Le courant constructiviste représente aujourd'hui la base de référence théorique commune en matière de technologies éducatives. Il est considéré aux Etats-Unis comme le plus à même d’accompagner les transformations scolaires attendues. Linard, citée par Chaptal (2003), résume le point de vue communément admis entre TIC et pédagogie : « le modèle behavioriste est dépassé, le modèle cognitiviste en voie de dépassement et le constructivisme non encore épuisé ». Sur le plan des technologies, ce courant a conduit au développement d’applications riches et multiples que Marcel Lebrun récapitule : « partir des expériences concrètes (vidéos, étude de cas, forums …), fournir des outils de réflexion (rappels des connaissances intérieures, grilles d’analyse, questionnaires…), présenter des modèles dynamiques (logiciels de simulation, de modélisation, tableaux de synthèse,…), fournir l’occasion d’appliquer les connaissances acquises dans différents contextes, à la résolution de problèmes variés (études de cas, projets, problèmes, feedbacks, …) ».
Deux courants majeurs pour penser l'intégration des TIC
Parmi les grandes théories d'apprentissage, les recherches sur l'intégration des TIC dans l'enseignement identifient deux courants majeurs (Larose, F., Grenon, V., Lafrance, S., 2002, p.29).
Le premier est fondé sur une épistémologie socio-constructiviste et est largement représenté dans les pays « anglophones » du Pacifique, en particulier l'Australie.

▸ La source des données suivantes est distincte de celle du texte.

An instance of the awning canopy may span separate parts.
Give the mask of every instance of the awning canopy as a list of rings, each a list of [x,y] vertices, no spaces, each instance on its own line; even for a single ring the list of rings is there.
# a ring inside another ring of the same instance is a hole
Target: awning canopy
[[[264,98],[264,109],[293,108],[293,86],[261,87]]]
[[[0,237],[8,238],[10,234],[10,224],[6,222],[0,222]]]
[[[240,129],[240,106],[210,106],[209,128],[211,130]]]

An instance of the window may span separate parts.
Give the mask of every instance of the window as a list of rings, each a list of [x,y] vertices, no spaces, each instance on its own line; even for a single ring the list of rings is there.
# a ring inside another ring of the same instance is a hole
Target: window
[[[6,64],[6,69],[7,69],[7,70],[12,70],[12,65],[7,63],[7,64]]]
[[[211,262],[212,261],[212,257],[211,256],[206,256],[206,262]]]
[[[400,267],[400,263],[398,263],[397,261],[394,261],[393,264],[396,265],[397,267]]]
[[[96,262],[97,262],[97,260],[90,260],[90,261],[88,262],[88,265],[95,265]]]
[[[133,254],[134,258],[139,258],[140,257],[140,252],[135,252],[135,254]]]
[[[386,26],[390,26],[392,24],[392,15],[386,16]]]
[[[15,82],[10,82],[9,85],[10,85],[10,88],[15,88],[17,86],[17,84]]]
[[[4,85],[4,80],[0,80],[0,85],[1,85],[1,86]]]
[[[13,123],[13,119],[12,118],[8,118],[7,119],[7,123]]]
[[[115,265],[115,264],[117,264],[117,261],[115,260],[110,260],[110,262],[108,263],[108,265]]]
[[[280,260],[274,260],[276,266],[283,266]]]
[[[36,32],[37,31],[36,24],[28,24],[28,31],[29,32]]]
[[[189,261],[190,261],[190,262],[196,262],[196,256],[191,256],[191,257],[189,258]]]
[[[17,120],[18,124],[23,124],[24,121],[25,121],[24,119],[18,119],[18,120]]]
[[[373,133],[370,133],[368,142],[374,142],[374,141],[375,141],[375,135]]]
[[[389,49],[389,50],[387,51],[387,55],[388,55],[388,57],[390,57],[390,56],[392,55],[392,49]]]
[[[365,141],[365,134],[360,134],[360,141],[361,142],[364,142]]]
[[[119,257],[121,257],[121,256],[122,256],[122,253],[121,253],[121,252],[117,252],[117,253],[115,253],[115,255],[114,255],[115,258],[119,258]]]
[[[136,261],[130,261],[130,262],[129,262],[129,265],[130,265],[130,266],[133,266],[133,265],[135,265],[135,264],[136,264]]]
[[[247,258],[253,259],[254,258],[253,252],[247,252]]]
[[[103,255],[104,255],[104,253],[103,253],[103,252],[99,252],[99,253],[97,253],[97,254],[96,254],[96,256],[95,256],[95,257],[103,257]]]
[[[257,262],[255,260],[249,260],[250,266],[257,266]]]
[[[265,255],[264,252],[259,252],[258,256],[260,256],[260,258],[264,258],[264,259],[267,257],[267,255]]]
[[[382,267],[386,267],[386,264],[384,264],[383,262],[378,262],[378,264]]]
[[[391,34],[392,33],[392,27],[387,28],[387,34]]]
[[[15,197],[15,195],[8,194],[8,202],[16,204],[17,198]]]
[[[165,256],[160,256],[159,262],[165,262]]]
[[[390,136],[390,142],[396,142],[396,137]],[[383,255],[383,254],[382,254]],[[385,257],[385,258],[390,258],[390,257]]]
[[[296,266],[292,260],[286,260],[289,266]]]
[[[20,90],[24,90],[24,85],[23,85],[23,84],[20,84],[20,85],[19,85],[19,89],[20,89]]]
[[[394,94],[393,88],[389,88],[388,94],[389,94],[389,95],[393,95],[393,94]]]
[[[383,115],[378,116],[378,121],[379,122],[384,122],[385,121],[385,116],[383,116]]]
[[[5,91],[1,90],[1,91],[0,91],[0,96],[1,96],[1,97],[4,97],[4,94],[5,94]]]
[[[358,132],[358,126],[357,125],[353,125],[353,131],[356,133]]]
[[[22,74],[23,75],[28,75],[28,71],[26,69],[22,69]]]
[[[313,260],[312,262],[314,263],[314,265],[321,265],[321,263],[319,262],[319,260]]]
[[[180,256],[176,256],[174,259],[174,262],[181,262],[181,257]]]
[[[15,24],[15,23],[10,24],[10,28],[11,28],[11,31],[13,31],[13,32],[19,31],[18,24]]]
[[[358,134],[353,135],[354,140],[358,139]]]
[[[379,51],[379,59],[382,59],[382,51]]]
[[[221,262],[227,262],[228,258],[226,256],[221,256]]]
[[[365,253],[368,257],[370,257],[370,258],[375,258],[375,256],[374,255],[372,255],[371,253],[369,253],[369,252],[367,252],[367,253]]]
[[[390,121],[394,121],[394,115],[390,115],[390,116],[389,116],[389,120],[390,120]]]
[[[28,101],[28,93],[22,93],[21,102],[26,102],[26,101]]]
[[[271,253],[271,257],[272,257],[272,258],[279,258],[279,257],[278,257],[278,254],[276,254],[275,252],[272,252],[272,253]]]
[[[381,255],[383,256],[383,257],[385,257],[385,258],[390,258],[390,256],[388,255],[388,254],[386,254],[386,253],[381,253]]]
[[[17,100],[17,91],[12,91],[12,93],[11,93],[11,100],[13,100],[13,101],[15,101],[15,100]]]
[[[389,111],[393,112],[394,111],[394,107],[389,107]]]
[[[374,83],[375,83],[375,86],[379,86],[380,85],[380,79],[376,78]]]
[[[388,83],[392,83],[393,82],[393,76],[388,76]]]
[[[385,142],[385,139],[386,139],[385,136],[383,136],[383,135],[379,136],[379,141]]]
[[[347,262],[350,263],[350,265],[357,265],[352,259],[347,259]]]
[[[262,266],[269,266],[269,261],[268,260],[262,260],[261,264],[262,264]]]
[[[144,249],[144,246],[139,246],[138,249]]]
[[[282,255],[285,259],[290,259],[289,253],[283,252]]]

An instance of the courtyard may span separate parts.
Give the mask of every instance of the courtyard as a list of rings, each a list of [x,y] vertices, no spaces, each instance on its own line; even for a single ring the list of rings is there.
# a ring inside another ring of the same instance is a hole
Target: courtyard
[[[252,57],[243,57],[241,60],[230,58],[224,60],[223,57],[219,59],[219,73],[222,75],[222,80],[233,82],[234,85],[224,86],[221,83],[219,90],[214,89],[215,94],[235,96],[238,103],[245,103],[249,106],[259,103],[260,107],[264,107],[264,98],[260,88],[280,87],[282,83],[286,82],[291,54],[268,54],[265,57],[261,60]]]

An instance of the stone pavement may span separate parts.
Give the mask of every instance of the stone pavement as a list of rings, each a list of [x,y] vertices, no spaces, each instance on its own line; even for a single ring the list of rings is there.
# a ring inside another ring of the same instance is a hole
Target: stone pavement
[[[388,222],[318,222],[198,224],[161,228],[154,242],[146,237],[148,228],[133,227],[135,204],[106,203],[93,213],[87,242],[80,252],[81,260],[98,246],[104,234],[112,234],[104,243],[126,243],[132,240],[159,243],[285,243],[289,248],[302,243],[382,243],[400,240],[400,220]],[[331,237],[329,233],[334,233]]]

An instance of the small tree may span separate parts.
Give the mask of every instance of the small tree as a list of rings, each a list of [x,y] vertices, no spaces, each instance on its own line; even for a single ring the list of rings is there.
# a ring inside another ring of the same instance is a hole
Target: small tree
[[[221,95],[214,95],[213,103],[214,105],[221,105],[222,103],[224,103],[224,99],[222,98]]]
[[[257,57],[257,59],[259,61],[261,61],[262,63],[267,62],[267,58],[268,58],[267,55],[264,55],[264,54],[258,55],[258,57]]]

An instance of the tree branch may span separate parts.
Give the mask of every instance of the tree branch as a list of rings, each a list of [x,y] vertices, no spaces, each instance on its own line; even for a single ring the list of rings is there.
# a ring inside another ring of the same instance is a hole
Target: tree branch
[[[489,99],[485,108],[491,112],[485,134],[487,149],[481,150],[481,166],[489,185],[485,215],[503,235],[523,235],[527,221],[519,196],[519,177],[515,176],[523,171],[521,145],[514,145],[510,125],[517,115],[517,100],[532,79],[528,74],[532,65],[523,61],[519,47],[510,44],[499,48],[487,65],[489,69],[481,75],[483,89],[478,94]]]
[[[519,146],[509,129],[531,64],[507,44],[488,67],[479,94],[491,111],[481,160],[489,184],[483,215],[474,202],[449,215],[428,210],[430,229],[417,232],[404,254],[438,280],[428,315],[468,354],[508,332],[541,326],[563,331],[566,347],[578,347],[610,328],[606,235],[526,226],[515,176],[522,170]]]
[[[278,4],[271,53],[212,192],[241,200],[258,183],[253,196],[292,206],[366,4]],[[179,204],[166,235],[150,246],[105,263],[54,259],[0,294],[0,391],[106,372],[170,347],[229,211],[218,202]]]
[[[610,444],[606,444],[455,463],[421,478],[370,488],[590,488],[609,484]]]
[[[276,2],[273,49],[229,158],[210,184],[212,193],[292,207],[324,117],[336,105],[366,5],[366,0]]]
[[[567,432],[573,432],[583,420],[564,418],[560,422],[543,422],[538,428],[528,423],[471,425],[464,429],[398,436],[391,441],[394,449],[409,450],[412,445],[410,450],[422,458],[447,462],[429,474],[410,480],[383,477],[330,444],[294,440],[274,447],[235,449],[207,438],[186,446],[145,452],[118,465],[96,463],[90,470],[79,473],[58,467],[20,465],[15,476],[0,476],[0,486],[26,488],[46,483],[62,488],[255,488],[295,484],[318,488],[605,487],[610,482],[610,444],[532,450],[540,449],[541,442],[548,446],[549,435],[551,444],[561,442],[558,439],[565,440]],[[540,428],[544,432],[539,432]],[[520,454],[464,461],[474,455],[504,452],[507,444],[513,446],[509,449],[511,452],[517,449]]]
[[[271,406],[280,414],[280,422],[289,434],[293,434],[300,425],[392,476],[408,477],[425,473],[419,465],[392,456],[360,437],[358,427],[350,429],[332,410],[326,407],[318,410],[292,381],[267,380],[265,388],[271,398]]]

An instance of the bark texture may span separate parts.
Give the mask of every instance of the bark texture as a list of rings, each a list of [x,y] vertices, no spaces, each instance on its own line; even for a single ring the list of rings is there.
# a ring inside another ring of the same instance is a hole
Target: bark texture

Il considère que l'intégration des TIC est vitale pour la survie de l'institution scolaire et qu'elle contribue à la transformation des pratiques pédagogiques.
Le second courant repose sur une intégration de type néo-comportementaliste et pragmatique. Il considère les TIC comme de simples outils compatibles avec un enseignement traditionnel. Selon ce point de vue, les TIC renouvellent simplement le matériel didactique sans remettre en cause le rapport au savoir et affecter la posture de l'enseignant. Elles remplacent seulement l'imprimé ou l'usage du tableau sans modifier les pratiques d'enseignement.
Bien que ces deux courants se côtoient, il apparaît que les TIC sont de plus en plus perçues par les chercheurs comme de puissants leviers de transformations pédagogiques pour peu qu'elles soient utilisées dans un contexte favorable et de manière pertinentes.